NEW YORK, NY--(Marketwire - December 28, 2010) - Prospect Capital Corporation (NASDAQ: PSEC) ("Prospect") announced today that Prospect has made a second lien secured debt investment of $15 million to support the acquisition of Jordan Healthcare Holdings, Inc. ("Jordan") by affiliates of Palladium Equity Partners, LLC ("Palladium").

Jordan is the second largest provider of home healthcare services to both Medicare and Medicaid eligible patients in Texas. Based in Mount Vernon, Jordan provides skilled nursing and personal care services to over 13,000 patients in 174 counties throughout Texas.

"We have closed numerous transactions with the Prospect team, and we value their flexibility and responsiveness," said David Perez, Managing Director of Palladium.

"Jordan is a leading provider of quality and ethical home healthcare services," said Richard Carratu, a Managing Director of Prospect Capital Management. "Jordan's management team has an impressive track record of operational and financial performance, and we are excited to support Palladium with this investment."

Separately, Prospect announced that it has made a senior secured debt investment of $18 million to support the acquisition by a top private equity firm of a leading market share transportation services company. Prospect acted as the facility agent and led a group of club lenders for this transaction.

Prospect has now closed seven new originations aggregating more than $135 million since September 30, 2010.

ABOUT PROSPECT CAPITAL CORPORATION

Prospect Capital Corporation (www.prospectstreet.com) is a closed-end investment company that lends to and invests in private and microcap public businesses. Our investment objective is to generate both current income and long-term capital appreciation through debt and equity investments.

We have elected to be treated as a business development company under the Investment Company Act of 1940 ("1940 Act"). We are required to comply with a series of regulatory requirements under the 1940 Act as well as applicable NASDAQ, federal and state rules and regulations. We have elected to be treated as a regulated investment company under the Internal Revenue Code of 1986. Failure to comply with any of the laws and regulations that apply to us could have an adverse effect on us and our shareholders.

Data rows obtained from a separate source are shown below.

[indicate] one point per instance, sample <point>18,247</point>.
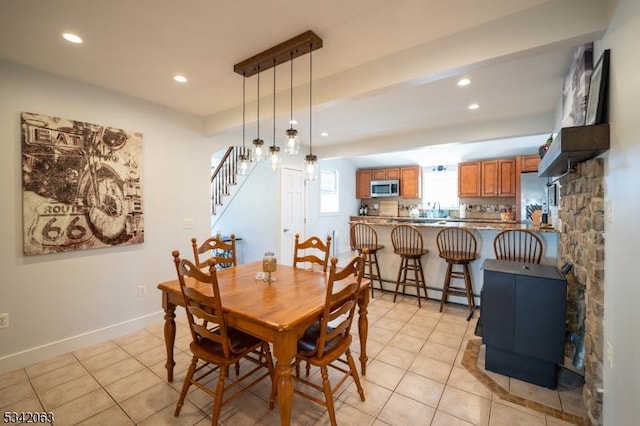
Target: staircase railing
<point>224,176</point>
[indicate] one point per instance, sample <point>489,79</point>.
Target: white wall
<point>59,302</point>
<point>622,285</point>
<point>253,213</point>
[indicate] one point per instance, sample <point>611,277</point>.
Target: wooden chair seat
<point>324,345</point>
<point>408,244</point>
<point>312,250</point>
<point>518,245</point>
<point>215,346</point>
<point>364,236</point>
<point>457,246</point>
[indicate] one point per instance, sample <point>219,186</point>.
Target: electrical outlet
<point>142,290</point>
<point>4,320</point>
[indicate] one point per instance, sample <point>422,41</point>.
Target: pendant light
<point>244,156</point>
<point>292,145</point>
<point>257,142</point>
<point>310,170</point>
<point>274,151</point>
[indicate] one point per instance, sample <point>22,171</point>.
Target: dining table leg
<point>169,334</point>
<point>363,328</point>
<point>284,349</point>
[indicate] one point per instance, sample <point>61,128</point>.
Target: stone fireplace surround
<point>581,243</point>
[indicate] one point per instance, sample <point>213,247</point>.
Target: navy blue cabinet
<point>523,320</point>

This press release contains forward-looking statements within the meaning of the Private Securities Litigation Reform Act of 1995, whose safe harbor for forward-looking statements does not apply to business development companies. Any such statements, other than statements of historical fact, are highly likely to be affected by other unknowable future events and conditions, including elements of the future that are or are not under our control, and that we may or may not have considered; accordingly, such statements cannot be guarantees or assurances of any aspect of future performance. Actual developments and results are highly likely to vary materially from these estimates and projections of the future. Such statements speak only as of the time when made, and we undertake no obligation to update any such statement now or in the future.